Voice: Gods are supposed to have a manly, powerful, sonorous and commanding voice not some effeminate drone. No one is going to obey someone with sissy tone. A God who can be mistaken for a girl, a prepubescent boy or an ass pirate? Please!
Trust: Where was Sachin when our brown, hairy arses were colonized for years by some white boys who are not even good at sports that they invented? Why didn’t he fight for our freedom? Don’t give me the ‘he was not even born' excuse! Can we trust a God who can’t even be born on time? He was not there when we needed him the most. Couldn’t help us in the past can he do anything in the present or the future? I don’t think so.

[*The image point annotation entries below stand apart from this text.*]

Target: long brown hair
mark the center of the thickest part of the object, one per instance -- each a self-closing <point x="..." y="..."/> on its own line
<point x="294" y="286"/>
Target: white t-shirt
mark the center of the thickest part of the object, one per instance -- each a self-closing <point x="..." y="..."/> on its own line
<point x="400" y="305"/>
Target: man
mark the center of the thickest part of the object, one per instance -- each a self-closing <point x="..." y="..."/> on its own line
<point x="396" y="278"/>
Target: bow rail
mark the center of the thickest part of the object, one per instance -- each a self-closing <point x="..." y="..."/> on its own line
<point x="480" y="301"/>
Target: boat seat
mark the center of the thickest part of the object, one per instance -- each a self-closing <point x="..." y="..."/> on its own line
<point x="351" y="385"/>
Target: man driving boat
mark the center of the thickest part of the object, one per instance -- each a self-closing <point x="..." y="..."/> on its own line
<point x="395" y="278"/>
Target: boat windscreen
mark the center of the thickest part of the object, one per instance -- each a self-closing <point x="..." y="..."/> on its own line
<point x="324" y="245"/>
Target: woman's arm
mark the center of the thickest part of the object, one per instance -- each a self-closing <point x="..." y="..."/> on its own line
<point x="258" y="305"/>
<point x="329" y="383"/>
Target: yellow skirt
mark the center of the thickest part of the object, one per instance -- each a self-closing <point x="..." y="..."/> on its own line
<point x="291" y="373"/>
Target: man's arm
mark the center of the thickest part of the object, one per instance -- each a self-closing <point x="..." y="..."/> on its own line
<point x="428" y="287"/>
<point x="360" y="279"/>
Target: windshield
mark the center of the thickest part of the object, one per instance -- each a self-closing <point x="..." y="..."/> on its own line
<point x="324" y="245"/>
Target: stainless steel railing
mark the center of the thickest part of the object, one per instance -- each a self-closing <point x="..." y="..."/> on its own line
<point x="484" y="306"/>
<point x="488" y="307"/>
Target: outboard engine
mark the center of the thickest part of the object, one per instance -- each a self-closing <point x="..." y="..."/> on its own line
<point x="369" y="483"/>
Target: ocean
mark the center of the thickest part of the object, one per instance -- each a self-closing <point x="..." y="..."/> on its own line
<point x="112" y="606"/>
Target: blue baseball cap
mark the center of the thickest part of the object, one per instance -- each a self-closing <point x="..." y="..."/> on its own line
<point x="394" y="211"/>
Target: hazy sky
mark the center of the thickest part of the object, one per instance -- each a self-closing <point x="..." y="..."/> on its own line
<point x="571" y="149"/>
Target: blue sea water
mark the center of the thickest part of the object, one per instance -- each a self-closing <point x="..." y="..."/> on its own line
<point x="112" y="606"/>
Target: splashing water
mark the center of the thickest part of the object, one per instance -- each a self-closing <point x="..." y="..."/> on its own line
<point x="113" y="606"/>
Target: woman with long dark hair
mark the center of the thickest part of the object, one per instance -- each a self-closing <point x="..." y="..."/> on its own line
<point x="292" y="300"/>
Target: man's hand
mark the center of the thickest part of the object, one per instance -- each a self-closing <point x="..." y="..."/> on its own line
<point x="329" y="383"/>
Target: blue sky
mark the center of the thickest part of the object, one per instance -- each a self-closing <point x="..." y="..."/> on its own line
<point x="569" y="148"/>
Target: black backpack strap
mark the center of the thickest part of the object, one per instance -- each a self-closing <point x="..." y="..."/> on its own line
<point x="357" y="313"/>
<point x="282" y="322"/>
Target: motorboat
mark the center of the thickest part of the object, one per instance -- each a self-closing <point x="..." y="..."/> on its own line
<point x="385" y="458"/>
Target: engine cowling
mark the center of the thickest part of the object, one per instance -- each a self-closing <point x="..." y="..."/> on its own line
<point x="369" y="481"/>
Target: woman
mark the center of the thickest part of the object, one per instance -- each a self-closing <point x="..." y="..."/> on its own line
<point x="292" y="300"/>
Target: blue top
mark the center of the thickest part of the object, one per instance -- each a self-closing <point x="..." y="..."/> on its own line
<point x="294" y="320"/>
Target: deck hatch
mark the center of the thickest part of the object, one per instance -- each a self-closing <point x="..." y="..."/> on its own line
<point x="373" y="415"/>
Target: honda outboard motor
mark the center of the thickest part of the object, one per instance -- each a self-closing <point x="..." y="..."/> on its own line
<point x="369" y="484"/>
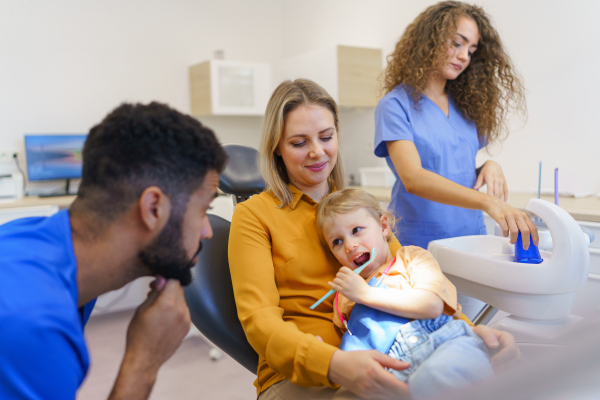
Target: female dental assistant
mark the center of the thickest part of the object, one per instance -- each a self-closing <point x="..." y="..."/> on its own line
<point x="449" y="84"/>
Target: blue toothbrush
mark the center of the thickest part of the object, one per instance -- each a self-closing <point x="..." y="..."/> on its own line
<point x="357" y="270"/>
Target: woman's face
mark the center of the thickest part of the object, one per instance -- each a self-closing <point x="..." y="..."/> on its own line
<point x="461" y="48"/>
<point x="309" y="146"/>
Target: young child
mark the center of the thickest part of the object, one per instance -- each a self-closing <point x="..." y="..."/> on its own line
<point x="408" y="308"/>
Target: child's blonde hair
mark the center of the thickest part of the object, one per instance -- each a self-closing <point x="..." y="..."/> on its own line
<point x="349" y="200"/>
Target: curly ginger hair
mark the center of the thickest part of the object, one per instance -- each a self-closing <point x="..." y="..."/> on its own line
<point x="485" y="91"/>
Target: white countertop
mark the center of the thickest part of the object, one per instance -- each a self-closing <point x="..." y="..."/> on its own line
<point x="581" y="209"/>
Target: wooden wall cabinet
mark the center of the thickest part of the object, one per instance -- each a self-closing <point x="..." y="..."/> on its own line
<point x="349" y="74"/>
<point x="219" y="87"/>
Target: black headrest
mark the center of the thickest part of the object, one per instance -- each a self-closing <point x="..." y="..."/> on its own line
<point x="241" y="176"/>
<point x="211" y="300"/>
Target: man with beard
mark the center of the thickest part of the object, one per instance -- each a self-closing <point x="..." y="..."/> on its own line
<point x="149" y="176"/>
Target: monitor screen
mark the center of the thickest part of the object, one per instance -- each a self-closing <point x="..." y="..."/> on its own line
<point x="54" y="156"/>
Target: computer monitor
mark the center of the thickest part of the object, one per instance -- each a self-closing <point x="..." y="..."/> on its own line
<point x="52" y="157"/>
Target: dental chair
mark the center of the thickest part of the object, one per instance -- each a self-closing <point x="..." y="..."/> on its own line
<point x="537" y="297"/>
<point x="210" y="295"/>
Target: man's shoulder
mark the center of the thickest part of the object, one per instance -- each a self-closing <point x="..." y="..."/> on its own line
<point x="38" y="265"/>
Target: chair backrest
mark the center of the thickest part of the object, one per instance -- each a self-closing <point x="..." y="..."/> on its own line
<point x="210" y="295"/>
<point x="241" y="178"/>
<point x="210" y="298"/>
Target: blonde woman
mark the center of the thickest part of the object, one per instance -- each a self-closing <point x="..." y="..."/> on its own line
<point x="449" y="85"/>
<point x="279" y="267"/>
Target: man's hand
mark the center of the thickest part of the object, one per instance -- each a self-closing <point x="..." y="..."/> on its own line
<point x="363" y="373"/>
<point x="502" y="346"/>
<point x="155" y="332"/>
<point x="351" y="285"/>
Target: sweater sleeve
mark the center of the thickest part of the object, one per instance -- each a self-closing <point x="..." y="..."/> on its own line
<point x="298" y="356"/>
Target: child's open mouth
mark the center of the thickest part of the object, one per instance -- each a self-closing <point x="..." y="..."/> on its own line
<point x="361" y="258"/>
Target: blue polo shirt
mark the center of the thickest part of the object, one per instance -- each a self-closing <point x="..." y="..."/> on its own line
<point x="42" y="349"/>
<point x="447" y="146"/>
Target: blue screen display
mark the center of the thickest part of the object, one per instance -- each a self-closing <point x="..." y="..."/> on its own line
<point x="54" y="156"/>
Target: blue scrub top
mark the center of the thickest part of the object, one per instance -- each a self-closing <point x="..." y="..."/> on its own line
<point x="447" y="146"/>
<point x="42" y="348"/>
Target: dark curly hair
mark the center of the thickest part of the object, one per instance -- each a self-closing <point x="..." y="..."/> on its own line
<point x="137" y="146"/>
<point x="488" y="88"/>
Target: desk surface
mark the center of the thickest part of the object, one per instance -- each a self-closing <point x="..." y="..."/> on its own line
<point x="32" y="201"/>
<point x="582" y="209"/>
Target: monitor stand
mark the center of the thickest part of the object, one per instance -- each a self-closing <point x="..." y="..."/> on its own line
<point x="58" y="194"/>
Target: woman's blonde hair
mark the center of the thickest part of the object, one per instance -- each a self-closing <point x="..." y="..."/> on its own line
<point x="485" y="92"/>
<point x="287" y="97"/>
<point x="347" y="201"/>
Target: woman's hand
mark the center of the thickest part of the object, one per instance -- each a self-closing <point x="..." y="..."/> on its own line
<point x="502" y="346"/>
<point x="513" y="220"/>
<point x="363" y="373"/>
<point x="351" y="285"/>
<point x="491" y="175"/>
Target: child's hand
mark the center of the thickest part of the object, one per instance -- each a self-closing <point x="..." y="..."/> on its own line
<point x="351" y="285"/>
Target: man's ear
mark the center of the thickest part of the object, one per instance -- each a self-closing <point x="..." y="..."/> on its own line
<point x="385" y="226"/>
<point x="155" y="208"/>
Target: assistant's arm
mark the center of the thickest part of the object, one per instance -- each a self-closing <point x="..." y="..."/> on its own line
<point x="298" y="356"/>
<point x="434" y="187"/>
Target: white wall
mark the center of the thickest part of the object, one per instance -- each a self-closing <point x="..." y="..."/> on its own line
<point x="553" y="44"/>
<point x="64" y="64"/>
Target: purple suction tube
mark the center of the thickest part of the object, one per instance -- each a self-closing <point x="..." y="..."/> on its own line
<point x="556" y="186"/>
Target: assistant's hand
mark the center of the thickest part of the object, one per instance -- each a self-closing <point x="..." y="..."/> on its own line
<point x="351" y="285"/>
<point x="513" y="220"/>
<point x="363" y="373"/>
<point x="156" y="330"/>
<point x="492" y="176"/>
<point x="501" y="344"/>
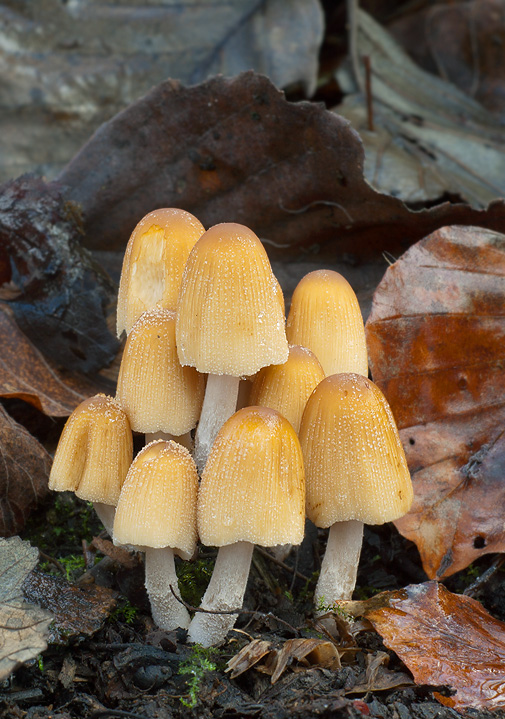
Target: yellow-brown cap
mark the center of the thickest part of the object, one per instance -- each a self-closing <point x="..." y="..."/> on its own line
<point x="253" y="487"/>
<point x="354" y="460"/>
<point x="288" y="386"/>
<point x="157" y="506"/>
<point x="153" y="263"/>
<point x="325" y="317"/>
<point x="94" y="452"/>
<point x="156" y="392"/>
<point x="230" y="318"/>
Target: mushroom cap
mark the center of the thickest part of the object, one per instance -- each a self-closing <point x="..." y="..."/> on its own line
<point x="156" y="392"/>
<point x="287" y="387"/>
<point x="325" y="316"/>
<point x="94" y="451"/>
<point x="230" y="315"/>
<point x="153" y="263"/>
<point x="354" y="460"/>
<point x="253" y="486"/>
<point x="157" y="505"/>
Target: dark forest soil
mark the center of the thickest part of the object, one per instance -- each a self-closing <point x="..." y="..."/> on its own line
<point x="130" y="669"/>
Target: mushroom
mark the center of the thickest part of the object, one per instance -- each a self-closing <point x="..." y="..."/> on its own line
<point x="153" y="263"/>
<point x="93" y="455"/>
<point x="287" y="387"/>
<point x="252" y="492"/>
<point x="356" y="473"/>
<point x="325" y="317"/>
<point x="161" y="398"/>
<point x="230" y="321"/>
<point x="156" y="513"/>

Hands: Indian God with two hands? Are you kidding me? Get the fuck out of here.
Personal life: When you slipped and fell down, who was there to pick you up? When you broke up with your lover, who was there to give you a shoulder to cry on? Sachin? Fuck no.
Area of influence: Sachin’s area of influence is India while most other Gods have made the infinite universe their bitch. Influence on India? Big deal! A mortal woman from Italy did that. No God of mine loses to a woman… ever.
His fans: I once heard one of his fans quote Mathew Hayden’s "I have seen God, he bats at no. 4 for India.” Now I find this highly disturbing on multiple levels. If we have a God, why is he playing cricket? Shouldn’t he be helping us out with this poverty problem? Leave poverty maybe get rid of 20-30 potholes. If we have a God on our team why do we still lose? If he’s not all powerful then is he really a God? Why is he batting at no. 4? Then again at what position should a God really bat? Isn’t it unfair that we have a God in our team and the other team comprises of mere mortals? Isn’t it cheating? Isn’t it equivalent to having a steroid consuming player on your team? “I’ve seen a man who consumes performance enhancing drugs, he bats at no. 4.”
Finally there are fanatics who’ll say, “Unless you’ve faced a single ball during an international cricket match you’ve no right to criticize Sachin.” Well since you’ve not created a website called www.BigFishMag.com with a group of 5 people, designed and coded from scratch and drew your own artwork you’ve no right to criticize me either.
PS: By the way, the phrase you are looking for is – Q.E.D., motherfuckers.